For the present discussion, I will stick to using the terms ‘anthropomorphism’, for the projection of human characteristics onto other animals (or the representation of other animals as having such characteristics), and ‘zoomorphism’, for the projection of other species’ characteristics onto humans (or the representation of human characters as having particular features of other species). Yet it is worth noting that even these terms are used differently in current debates and that, indeed, the line between the two is often blurry or dependent on perspective.
- 2.
One might of course argue that Cartesian dogma about animals as automata without thoughts similarly overreaches beyond the realistic in the opposite direction.
- 3.
It is worth noting, though, that Spiegelman’s use of animal allegory is complex and has numerous effects, not all of which necessarily defamiliarize, and his narrative at times draws explicit attention to ways in which the form can be problematized (see, e.g. Baker 2001, 139–49; Gavrilă 2017, 69–72; Herman 2011, 168–69; McGlothlin 2003, 183). In the 2011 book MetaMaus, Spiegelman discusses the animal metaphors at length, including how they ‘allowed for a distancing from the horrors described’ (149).
- 4.
- 5.
It should be noted that even when there is significant merit or historical evidence that lend authority to allegorical or metaphorical readings of animal stories, it is hardly the case that these texts do not (also) tell us something about nonhuman animals (see, for example, discussions on Animal Farm in McHugh 2011, 181–85 and Asker 1996, 60–70).

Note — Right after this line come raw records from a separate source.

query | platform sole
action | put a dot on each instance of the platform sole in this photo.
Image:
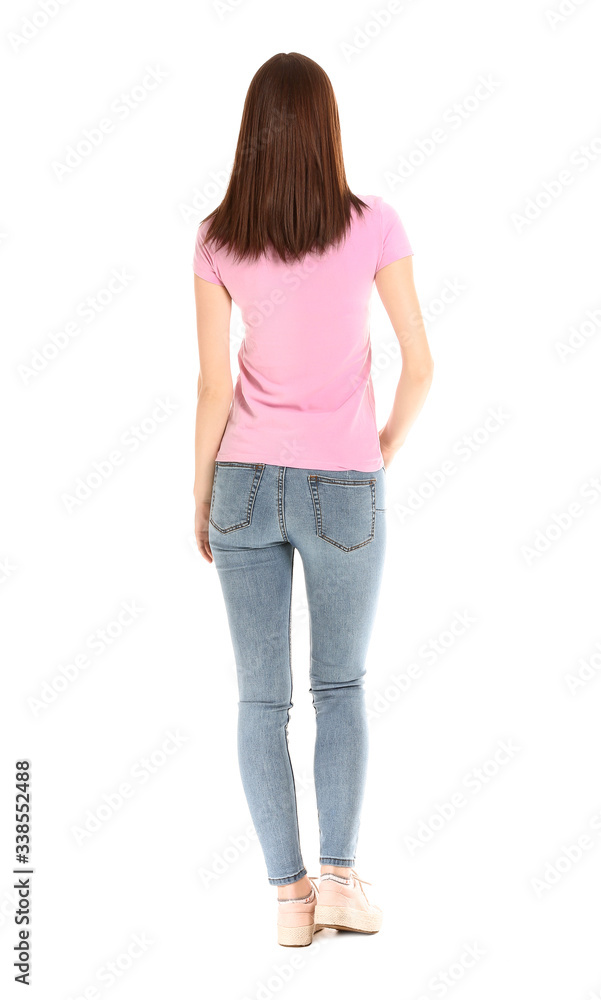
(343, 918)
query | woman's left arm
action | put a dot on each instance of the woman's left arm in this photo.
(215, 391)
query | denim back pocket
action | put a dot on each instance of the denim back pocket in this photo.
(345, 510)
(235, 486)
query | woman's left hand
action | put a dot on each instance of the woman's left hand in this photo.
(201, 529)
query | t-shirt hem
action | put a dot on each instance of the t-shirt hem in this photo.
(313, 467)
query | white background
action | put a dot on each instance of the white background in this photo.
(490, 534)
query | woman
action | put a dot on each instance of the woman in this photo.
(296, 461)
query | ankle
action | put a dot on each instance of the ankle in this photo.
(295, 890)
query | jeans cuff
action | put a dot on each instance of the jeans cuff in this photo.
(286, 879)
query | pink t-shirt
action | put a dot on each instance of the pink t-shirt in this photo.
(304, 396)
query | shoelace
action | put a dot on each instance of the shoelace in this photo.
(330, 876)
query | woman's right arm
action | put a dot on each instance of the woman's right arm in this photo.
(396, 289)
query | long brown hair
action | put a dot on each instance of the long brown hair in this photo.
(288, 189)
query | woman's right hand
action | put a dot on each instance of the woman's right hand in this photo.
(387, 452)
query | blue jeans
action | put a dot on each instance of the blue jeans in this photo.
(259, 515)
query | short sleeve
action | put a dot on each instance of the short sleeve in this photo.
(395, 243)
(204, 263)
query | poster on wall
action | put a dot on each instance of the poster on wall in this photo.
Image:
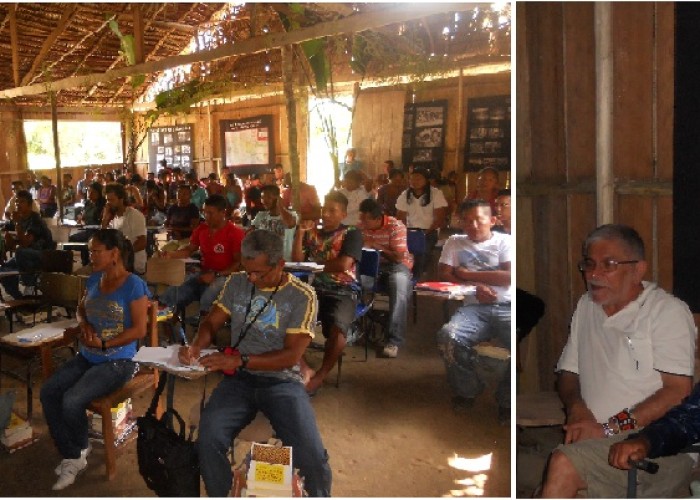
(423, 142)
(488, 133)
(173, 144)
(246, 144)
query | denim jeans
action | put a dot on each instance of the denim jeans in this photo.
(397, 278)
(25, 259)
(470, 325)
(67, 393)
(192, 290)
(233, 405)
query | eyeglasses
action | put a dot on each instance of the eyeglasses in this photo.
(607, 265)
(257, 275)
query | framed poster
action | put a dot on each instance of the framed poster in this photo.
(173, 144)
(246, 144)
(488, 133)
(423, 141)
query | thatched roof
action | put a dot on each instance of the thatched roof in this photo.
(49, 42)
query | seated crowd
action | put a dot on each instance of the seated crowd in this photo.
(242, 282)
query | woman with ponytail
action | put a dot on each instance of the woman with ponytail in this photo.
(422, 207)
(112, 317)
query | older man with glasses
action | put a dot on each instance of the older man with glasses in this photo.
(628, 360)
(272, 315)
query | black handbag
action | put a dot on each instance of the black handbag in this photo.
(168, 461)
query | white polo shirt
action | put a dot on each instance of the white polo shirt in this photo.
(618, 358)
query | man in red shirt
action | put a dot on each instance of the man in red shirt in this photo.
(220, 243)
(388, 235)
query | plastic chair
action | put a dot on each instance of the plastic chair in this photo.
(368, 272)
(415, 241)
(145, 380)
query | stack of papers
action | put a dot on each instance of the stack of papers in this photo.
(167, 359)
(304, 266)
(447, 288)
(45, 332)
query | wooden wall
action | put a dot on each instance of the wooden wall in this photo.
(556, 153)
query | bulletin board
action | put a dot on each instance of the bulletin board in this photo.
(173, 144)
(488, 133)
(246, 144)
(423, 142)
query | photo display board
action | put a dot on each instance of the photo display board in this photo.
(488, 133)
(423, 142)
(246, 144)
(173, 144)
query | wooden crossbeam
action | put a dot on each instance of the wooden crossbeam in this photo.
(66, 17)
(352, 24)
(14, 42)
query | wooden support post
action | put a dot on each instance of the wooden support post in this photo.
(57, 155)
(14, 41)
(138, 32)
(288, 79)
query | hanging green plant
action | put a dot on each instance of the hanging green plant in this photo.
(128, 51)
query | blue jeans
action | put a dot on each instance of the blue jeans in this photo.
(398, 278)
(233, 405)
(470, 325)
(25, 259)
(192, 290)
(67, 393)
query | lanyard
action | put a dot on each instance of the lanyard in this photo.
(245, 328)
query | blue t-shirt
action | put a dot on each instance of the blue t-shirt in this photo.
(110, 314)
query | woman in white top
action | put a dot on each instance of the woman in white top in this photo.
(422, 207)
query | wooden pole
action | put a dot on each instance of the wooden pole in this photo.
(605, 182)
(288, 77)
(57, 155)
(351, 24)
(14, 41)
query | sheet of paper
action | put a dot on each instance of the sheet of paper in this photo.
(46, 331)
(166, 358)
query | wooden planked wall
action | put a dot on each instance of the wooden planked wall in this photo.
(556, 154)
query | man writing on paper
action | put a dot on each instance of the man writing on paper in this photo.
(478, 257)
(272, 316)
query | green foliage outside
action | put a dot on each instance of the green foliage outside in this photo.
(81, 143)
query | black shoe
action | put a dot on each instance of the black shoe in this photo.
(461, 404)
(504, 416)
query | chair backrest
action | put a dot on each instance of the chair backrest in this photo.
(369, 269)
(61, 289)
(57, 261)
(165, 271)
(415, 241)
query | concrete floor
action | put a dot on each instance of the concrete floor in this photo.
(389, 431)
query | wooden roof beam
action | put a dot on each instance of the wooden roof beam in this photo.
(66, 17)
(352, 24)
(155, 48)
(14, 42)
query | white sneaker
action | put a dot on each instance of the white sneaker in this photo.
(70, 468)
(83, 454)
(390, 351)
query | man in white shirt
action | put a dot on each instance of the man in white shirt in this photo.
(355, 192)
(128, 220)
(629, 359)
(479, 257)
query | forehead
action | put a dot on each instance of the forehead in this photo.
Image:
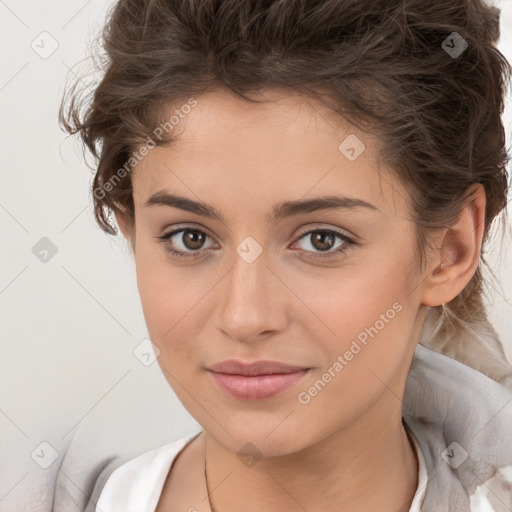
(286, 147)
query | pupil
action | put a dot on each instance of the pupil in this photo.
(319, 240)
(193, 239)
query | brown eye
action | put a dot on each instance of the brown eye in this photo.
(184, 242)
(324, 241)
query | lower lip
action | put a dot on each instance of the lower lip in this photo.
(256, 387)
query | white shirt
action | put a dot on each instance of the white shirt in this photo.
(136, 486)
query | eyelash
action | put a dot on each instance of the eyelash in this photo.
(186, 255)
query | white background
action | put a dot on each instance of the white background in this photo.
(69, 326)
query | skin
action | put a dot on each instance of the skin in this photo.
(348, 444)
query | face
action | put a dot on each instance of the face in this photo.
(323, 289)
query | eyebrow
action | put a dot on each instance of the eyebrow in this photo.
(279, 211)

Helen Tiffin, for instance, points out how ‘allegories depend on the constant interplay of difference and similarity for their effect’, for which reason animal allegories—including Animal Farm —rely on particular assumptions about ‘the species boundary’ that should not be overlooked when reading them (2007b, 252–53).
- 6.
I return to both these novels in Chap. 7.
- 7.
The novel displays a consciousness of the universality of such tropes through a number of direct and indirect intertextual references. At one point, for instance, a character reads a few lines from Wilfred Owen’s poem ‘Anthem for Doomed Youth’ (1917), in which soldiers ‘die as cattle’ (Astley 2002, 98).
- 8.
Leading ecocritic Greg Garrard defines the concept of allomorphism as an ‘avowal of the wondrous strangeness of animals’ and a difference perceived as ‘a kind of superiority’ (see Garrard 2012, 154, 167), in which sense the superiority of nonhuman animals in The End of My Tether arguably makes them allomorphic rather than anthropomorphic. However, this inversion of hierarchical structures is only gradually revealed to the reader. In this discussion, I will continue to consider the animals as anthropomorphic insofar as they share abilities of speech and thought with human characters.
- 9.
The Morrigan is a female figure, who is originally from Irish mythology, in which she is typically associated with war and fate, but also often with the land and animals, especially livestock. In the words of one study, the Morrigan ‘oversees the land, its stock and its society. Her shape-shifting is an expression of her affinity with the whole living universe of creatures, bird, animal and human’ (Herbert 1996, 145).
- 10.
Although he considers it only briefly, and does not consider any of its slaughterhouse scenes, Neil Cornwell places Astley’s novel firmly within the absurdist in his study of The Absurd in Literature (2006, 286–7).
- 11.
I discuss the theme of rurality in relation to slaughterhouse fictions in further detail in Chap. 5.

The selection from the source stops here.